In that day there shall be weeping and gnashing of teeth when the wicked Jews, the children of the covenant, who boasted their descent from Abraham—shall see Abraham, Isaac, and Jacob in the kingdom of God, and themselves thrust out!
These words lead us to reflect on the miseries of the wicked at the last day.
It will be the time of the final separation of near and dear friends. The line of division will sunder many a father's house. A parent will be on one side, and a child on the other; a husband on one side, and a wife on the other; brother will be parted from brother, and sister from sister. When sinners shall look away beyond the gulf and see in Heaven their former acquaintances, the companions of their youth, their neighbors, those who met them from Sabbath to Sabbath in the house of God, who used to sit on the same seat and stand by their side in prayer—when they shall look up and see the members of their family, those who were nursed at the same bosom and partook of their youthful sports—when they shall see a father, a mother, a wife, a child, forever separated from them, and admitted to that banquet from which they are eternally excluded—O then there will be weeping and gnashing of teeth!

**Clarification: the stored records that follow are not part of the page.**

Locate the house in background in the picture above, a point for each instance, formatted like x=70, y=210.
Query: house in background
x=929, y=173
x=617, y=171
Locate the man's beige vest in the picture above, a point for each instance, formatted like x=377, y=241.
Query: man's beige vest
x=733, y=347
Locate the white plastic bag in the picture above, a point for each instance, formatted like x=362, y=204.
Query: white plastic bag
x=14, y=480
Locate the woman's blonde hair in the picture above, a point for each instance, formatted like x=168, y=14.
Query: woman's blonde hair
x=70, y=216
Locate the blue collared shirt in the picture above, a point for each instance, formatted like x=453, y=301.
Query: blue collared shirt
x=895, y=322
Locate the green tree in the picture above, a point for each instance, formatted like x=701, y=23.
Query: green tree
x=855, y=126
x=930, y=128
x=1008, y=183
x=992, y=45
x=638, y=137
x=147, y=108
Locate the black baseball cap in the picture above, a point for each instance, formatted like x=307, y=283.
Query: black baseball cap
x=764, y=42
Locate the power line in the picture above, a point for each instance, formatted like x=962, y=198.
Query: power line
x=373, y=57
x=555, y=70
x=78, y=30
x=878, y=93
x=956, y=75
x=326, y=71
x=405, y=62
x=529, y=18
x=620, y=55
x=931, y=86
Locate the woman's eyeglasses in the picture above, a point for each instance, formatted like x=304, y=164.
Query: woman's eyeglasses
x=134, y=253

Their sorrows will be increased by a remembrance of the opportunities and privileges they have lost. This remembrance will be awakened in the Jews when they see Abraham, Isaac, and Jacob in the kingdom of God. When sinners shall look back to sabbaths which dawned upon them with heavenly light—to seasons in the house of God under awakening sermons—to days when they might have had frequent access to prayer meetings—to years in which their closets offered them a retreat for prayer and their Bible lay moldering on its shelf; when they shall look back to days in which the Spirit of God moved upon their minds—to hours when their souls were awakened to prayer by a sense of eternal realities, and when their hands seemed to take hold of the very threshold of Heaven; when they shall look back to days of divine power when Jesus of Nazareth passed by, when multitudes pressed into the kingdom of Heaven and almost bore them in on their shoulders; when they shall reflect how near they came to Heaven and yet fell short; then will they "mourn at the last when" their "flesh and their body are consumed, and say: How have I hated instruction and my heart despised reproof." "I had a soul but prized it not, and now my soul is damned."

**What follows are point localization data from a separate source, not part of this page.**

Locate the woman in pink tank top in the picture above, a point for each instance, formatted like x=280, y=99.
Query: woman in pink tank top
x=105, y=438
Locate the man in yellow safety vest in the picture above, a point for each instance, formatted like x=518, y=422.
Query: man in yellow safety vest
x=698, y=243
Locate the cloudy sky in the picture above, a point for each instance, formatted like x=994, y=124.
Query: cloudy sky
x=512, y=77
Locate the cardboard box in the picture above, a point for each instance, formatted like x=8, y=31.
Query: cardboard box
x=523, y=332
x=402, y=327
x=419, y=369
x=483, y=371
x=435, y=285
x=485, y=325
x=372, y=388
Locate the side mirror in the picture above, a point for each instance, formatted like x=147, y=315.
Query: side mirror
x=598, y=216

In that day they will call upon every being that has ears to pity and relieve them, (as the rich man cried to Abraham,) but will find them all deaf to their prayers. They will entreat God to mitigate his wrath and give them a little respite, but will only receive this answer: "Because I called and you refused, I stretched out my hand and no man regarded, but you set at nothing all my counsel and would none of my reproof, I also will laugh at your calamity, I will mock when your fear comes."
They will entreat their parents, their brothers, their children, by all their former love, to send someone to "dip the tip of his finger in water and cool their tongue," and will not move compassion enough in all Heaven to grant this small relief. They will cry to rocks and mountains to cover them, but rocks and mountains will have passed away. They will pour their lamentations on the ears of Hell, but no sound will come back but groans and reproaches. Not a solitary friend will they find through the bounds of universal being. They will see an enemy in every creature they meet. No companions will they have but devils and the frightful ghosts of Hell, who will only prove their tormentors. Ten thousand times will they wish that they could spend their eternity alone; but even this blessing will be denied to them. On earth they thought that if worst come to worst they would have company enough; but now they find that the more fuel the more fire!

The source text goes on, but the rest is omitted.